Tuesday, November 6, 2018
Francis Ledwidge
Just outside Mons in Belgium a stone monument records the date when a squadron from the 4th Royal Irish Dragoon Guards fired the opening British shots of the first World War. The date was 22nd August 1914, the time 7.00 in the morning. By the time the ceasefire occurred on 11th November 1918 almost 10 million men, women and children had died in the war. Amongst the 10 million were approximately 35,000 Irish men and women and amongst those Irish men were two whose names will be forever remembered whenever and wherever the poets of World War I are recalled.
Francis Ledwidge, a native of Slane, Co. Meath, left school at 14 years of age to work as a farm labourer and six years later took up employment as a roadworker with Meath County Council. In October 1914 he enlisted in the Royal Enniskillen Fusiliers where his mentor, Lord Dunsany, served as a captain. Ledwidge was a Lance Corporal when his battalion landed at Suvla Bay in August 1915. Within two months the British army lost more than 10,000 men and amongst those killed were Athy men Daniel Delaney, John Farrell, Christopher Hanlon, William Moran and Christopher Whelan. Edward Higgins and Henry Price, both of Ballitore and Michael Kinsella of Castledermot joined their Athy comrades in death on the beaches of the Dardanelles.

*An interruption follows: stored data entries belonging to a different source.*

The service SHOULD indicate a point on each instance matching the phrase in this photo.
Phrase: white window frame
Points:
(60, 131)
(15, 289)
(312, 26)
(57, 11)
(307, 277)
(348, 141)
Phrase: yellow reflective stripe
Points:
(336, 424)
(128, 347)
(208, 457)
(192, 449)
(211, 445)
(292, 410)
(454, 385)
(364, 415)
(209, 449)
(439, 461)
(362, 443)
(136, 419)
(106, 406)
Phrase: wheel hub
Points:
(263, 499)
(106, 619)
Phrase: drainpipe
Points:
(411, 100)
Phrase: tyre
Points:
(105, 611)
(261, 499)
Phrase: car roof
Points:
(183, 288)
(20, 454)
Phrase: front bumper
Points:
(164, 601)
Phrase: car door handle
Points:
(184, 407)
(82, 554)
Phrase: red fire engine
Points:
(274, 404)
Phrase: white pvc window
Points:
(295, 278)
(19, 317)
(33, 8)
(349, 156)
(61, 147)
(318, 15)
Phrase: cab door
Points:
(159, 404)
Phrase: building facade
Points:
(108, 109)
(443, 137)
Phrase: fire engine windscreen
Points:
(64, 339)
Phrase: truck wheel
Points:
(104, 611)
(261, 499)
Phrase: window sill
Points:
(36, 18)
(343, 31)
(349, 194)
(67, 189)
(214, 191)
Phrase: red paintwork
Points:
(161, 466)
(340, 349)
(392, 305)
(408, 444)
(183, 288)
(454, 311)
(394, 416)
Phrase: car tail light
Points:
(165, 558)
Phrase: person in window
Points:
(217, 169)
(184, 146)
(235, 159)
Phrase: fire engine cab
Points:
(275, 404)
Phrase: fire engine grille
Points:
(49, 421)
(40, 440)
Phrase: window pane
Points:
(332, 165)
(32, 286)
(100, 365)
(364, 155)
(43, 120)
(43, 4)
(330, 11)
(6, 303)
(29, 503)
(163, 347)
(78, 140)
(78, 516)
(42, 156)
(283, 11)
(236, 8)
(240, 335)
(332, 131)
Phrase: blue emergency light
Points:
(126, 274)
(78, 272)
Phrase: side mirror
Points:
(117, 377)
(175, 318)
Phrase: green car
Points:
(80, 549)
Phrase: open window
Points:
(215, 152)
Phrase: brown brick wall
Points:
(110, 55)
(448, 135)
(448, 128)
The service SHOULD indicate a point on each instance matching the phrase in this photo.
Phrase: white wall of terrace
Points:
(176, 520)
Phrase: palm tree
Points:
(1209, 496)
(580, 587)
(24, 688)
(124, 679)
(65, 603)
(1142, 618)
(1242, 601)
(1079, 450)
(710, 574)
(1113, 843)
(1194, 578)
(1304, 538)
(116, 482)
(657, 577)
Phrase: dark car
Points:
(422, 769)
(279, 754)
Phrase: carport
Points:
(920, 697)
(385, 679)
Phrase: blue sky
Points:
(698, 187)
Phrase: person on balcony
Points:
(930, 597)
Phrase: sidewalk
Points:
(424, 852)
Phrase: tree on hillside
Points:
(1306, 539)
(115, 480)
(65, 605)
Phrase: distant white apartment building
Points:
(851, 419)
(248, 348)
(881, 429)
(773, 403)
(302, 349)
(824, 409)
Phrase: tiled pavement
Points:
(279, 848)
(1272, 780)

After some time in Salonika where the Royal Enniskillen Fusiliers were encamped on the Greco-Serbian border, Ledwidge with his regiment were forced to retreat. Ledwidge was subsequently hospitalised in Cairo and from there sent back to a hospital in Manchester, just as the 1916 Rising was taking place in Dublin. The subsequent execution of the leaders of the Rising may have contributed to Ledwidge’s subsequent Court marshalling for overstaying his leave following which he was reduced in rank. He subsequently re-joined his regiment and on the opening day of the third battle of Ypres he was killed when a German shell exploded near him on 31st July 1917. Ledwidge, who was 29 years of age, is buried in Artillery Wood cemetery, Boesinghe, Belgium.
His own poem ‘At a Poet’s Grave’ is a poignant reminder of Irish literature’s loss when Ledwidge died.
‘And here where the sweet poet sleeps
I hear the songs he left unsung,
When winds are fluttering the flowers
And summer bells are rung.’
Tom Kettle’s father was a founder member of the Land League and a friend of Charles Stewart Parnell. Tom qualified as a barrister in 1906 and that same year he was elected as an M.P. to Westminster where he proved to be an orator of exceptional ability. Three years later he married Mary Sheehy, whose sister Hannah was married to Francis Skeffington and soon afterwards he was appointed Professor of Economics at Dublin University. He resigned his parliamentary seat in 1910 but continued to be politically active, becoming one of the founders of the Irish Volunteers in November 1913. When war was declared in August 1914 Kettle was abroad buying arms for the Volunteers. On his return to Ireland he enlisted but was not sent overseas until July 1916. Towards the end of August 1916 the Irish Brigade was sent to the Somme and it was there on 9th September Thomas Kettle was killed near the village of Ginchy. Aged 36 years his body was never recovered and he is today remembered on the ‘Thiepval Memorial to the Missing’ near Albert in France. The day Kettle died also saw the death of Maurice Cullen of Foxhill. Six days earlier John Vincent Holland of Model Farm Athy, as part of the Somme offensive, led his men in capturing the village of Guillemont located just a few miles south of Ginchy, an action for which he was awarded the Victoria Cross. Thomas Kettle will always be remembered for the memorable poem which included the lines:-
‘So here, while the mad guns curse overhead,
And tired men sigh with mud for couch and floor,
Know that we fools, now with the foolish dead,
Died not for flag, nor King, nor Emperor,
But for a dream, born in a herdsman’s shed,
And for the secret scripture of the poor.’
Many of the young men who left Athy with the cheers and good wishes of local townspeople ringing in their ears were never to return. Many thousands of other Irish men including Francis Ledwidge and Tom Kettle believed they were fighting for Ireland, a claim which Ledwidge made in his poem.
‘For am I not of those who reared
The banner of old Ireland high
From Dublin town to Turkey’s shore’.
On Thursday the Arts Centre hosts a show devised and directed by David Walsh remembering the men from Athy and district who died during the First World War. The following Sunday, November 11th, on the centenary of the ending of the war which witnessed the death of more than 120 young Athy men, those men and their colleagues who survived will be remembered at a commemoration ceremony at St. Michael’s cemetery commencing at 3pm.